Enabling deterministic masking
Published 07 June 2024
Deterministic masking ensures that the same input value always produces the same masked output value. This can be useful when you need to maintain consistency across multiple databases, tables and columns.
Enabling Deterministic Masking
By default, some datasets in Anonymize are masked deterministically (see Default classifications and datasets for more information).
To enable or disable deterministic masking for a specific column, you can set the deterministic
property in the masking file:
"tables": [ { "schema": "Person", "name": "Address", "columns": [ { "name": "FirstName", "dataset": "GivenNames", "deterministic": true, "maxLength": 50 } ] } ]

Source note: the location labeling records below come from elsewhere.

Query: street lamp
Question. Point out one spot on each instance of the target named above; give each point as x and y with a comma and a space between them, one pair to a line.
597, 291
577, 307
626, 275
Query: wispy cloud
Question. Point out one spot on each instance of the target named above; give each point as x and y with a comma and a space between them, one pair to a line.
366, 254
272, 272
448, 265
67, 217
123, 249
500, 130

In this example, the FirstName
column will be masked deterministically using the GivenNames
dataset.
Deterministic Seed
To control the output of deterministic masking across multiple runs of Anonymize, you can provide a seed value using the --deterministic-seed
command-line option.
The seed is used to ensure that the same input values will always produce the same masked output values when the same seed is used.
Example usage:
rganonymize mask --deterministic-seed "my-secret-seed"
Seed Requirements
The deterministic seed must meet the following requirements:
- It must be at least 4 characters long
- It cannot consist of a single repeated character (e.g., "111111")
- It cannot be an empty GUID (e.g., "00000000-0000-0000-0000-000000000000")
Security Considerations
By default Anonymize uses random and single use seeds, and does not store them. It is possible, where necessary, to provide your own seed. The deterministic seed could be used to reverse engineer masked data back to its original values if an attacker gains access to both the seed and the masked data. Therefore, it is crucial to treat the seed as a sensitive secret and store it securely, such as in a key vault or secret management system.

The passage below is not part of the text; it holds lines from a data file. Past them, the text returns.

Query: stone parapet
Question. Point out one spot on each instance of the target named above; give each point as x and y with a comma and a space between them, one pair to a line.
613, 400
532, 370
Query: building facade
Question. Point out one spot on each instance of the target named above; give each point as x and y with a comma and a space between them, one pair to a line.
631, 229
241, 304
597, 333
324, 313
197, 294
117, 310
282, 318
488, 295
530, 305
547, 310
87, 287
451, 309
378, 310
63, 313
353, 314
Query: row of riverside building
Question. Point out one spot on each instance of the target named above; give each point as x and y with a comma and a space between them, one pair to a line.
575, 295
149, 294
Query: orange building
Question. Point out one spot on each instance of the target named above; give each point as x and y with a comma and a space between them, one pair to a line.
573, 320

Avoid sharing the seed widely or including it in easily accessible locations like source code repositories or configuration files. Limit access to the seed to only those individuals who absolutely require it.
Remember, the security of your deterministic masking depends on your ability to keep the seed secret. Always follow best practices for managing sensitive information and consult with your organization's security team for guidance on securely storing and handling the deterministic seed. And if you don't need to retain the seed, don't. Use a random string and discard it after use.